Let $X$ and $Y$ be two standard normal distributions with correlation $-0.72$. Compute $E(3X+Y\mid X-Y=1)$.
My solution: Conditioning on $X-Y=1$, we have $E(3X+Y\mid X-Y=1) = E(4Y+3\mid X-Y=1) = 3+4E(Y\mid X-Y=1) = 3$.
(1) Is my solution correct? My intuition is that the conditional density of $Y$ remains symmetric about 0 conditioning on $X-Y=1$.
(2) How to solve $E(Y\mid X-Y=1)$ more rigorously?
Thank you, guys!
On
Unfortunately, $$\operatorname{E}[Y \mid X-Y = 1] \ne 0.$$ You can see this if you look at this picture:
Here, the ellipses represent curves of constant bivariate density, and the blue line is the equation $X - Y = 1$. Consequently, along this line, the density is symmetric about $X + Y = 0$, which means that the expected value of $Y$ given that $X - Y = 1$ is $-1/2$, not $0$.

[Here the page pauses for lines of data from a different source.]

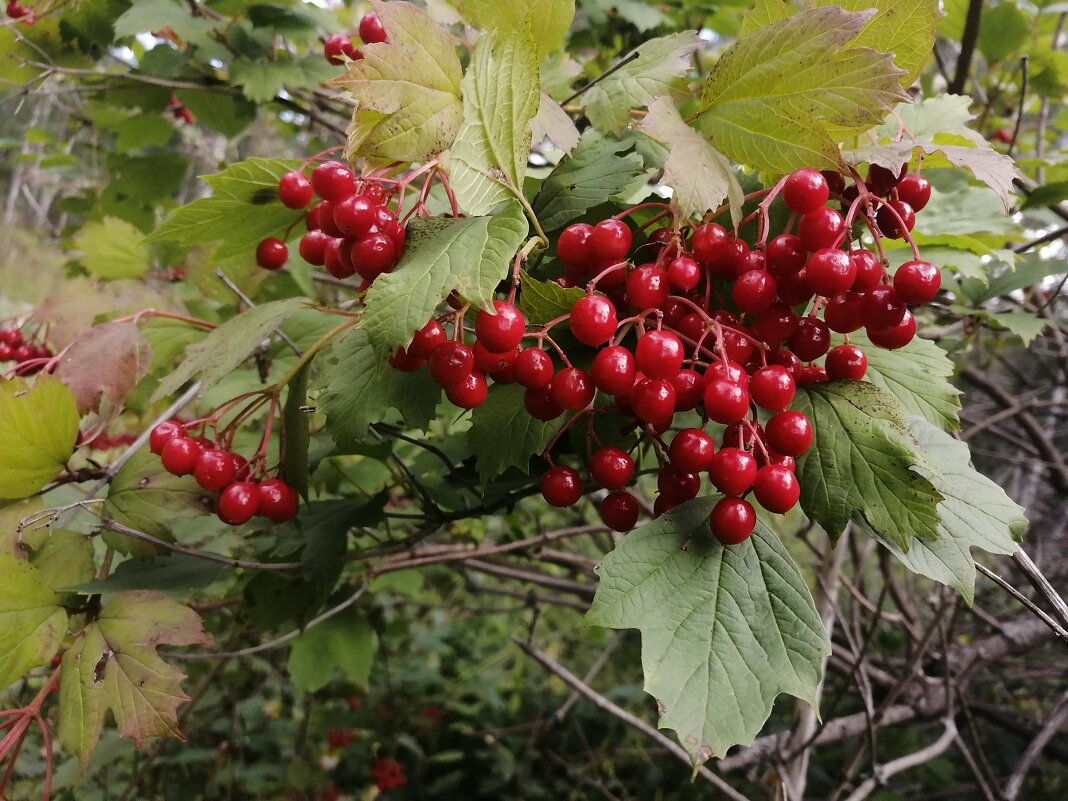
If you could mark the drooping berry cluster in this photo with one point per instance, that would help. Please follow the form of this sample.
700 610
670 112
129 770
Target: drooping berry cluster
339 48
217 469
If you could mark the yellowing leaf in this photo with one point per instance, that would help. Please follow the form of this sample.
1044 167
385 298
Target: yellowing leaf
782 96
407 89
38 426
114 666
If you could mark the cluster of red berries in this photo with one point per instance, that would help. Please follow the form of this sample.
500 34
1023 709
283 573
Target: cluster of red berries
339 48
219 470
350 231
28 357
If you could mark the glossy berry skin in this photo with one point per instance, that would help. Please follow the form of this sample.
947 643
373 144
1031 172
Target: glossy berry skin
278 501
917 282
659 354
725 402
372 30
896 336
451 362
162 434
469 391
502 331
179 455
271 253
614 370
561 487
533 368
915 190
611 240
732 520
295 190
215 469
732 471
805 190
618 511
776 488
846 361
772 388
572 389
238 503
593 319
692 451
612 468
788 433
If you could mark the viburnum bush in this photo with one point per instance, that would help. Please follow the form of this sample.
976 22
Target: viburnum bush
697 308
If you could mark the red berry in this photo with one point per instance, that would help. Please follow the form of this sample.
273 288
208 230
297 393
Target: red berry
732 520
805 190
618 511
179 455
846 361
295 190
612 468
788 433
271 253
917 282
692 450
502 331
238 503
593 319
561 486
776 488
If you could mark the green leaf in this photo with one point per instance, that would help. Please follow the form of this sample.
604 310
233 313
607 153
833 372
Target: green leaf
724 629
597 169
112 249
861 460
361 389
975 513
501 95
345 643
917 375
113 665
242 210
700 174
654 71
470 255
542 301
781 97
548 20
32 623
407 90
222 351
504 435
38 427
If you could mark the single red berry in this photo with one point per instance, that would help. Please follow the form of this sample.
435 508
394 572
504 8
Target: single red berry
612 468
733 520
593 319
278 501
179 455
613 370
776 488
846 361
295 190
561 486
917 282
271 253
618 511
692 450
772 388
238 503
805 190
502 331
788 433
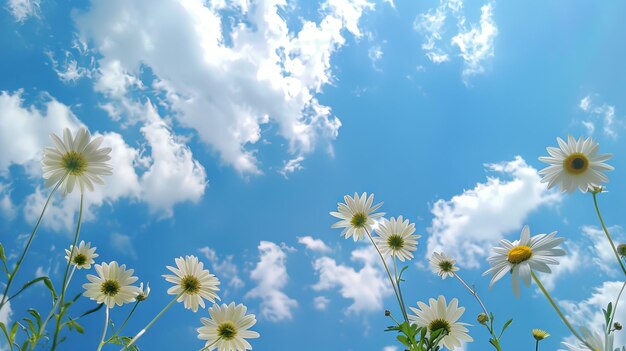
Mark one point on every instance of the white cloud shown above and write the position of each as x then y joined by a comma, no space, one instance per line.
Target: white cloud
602,253
320,302
476,43
22,9
366,287
224,267
201,77
467,225
588,312
604,113
123,244
315,245
271,276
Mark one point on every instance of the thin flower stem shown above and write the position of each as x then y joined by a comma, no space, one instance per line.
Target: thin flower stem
59,318
395,290
145,329
104,331
28,243
124,323
556,308
606,231
608,327
473,292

A hint for your question (2): Define variables $U:=X+Y$ and $V:=X-Y$. Check that $\operatorname{Cov}(U,V)=0$. Since $U$ and $V$ are jointly Gaussian, a covariance of zero implies that $U$ and $V$ are independent. Now express $E(Y\mid X-Y)$ in terms of $U$ and $V$: $$E(Y\mid X-Y)=E\left(\textstyle\frac12(U-V)\mid V\right)$$ Simplifying the RHS will yield an expression in terms of $U$ and $V$, which you can re-express in terms of $X$ and $Y$.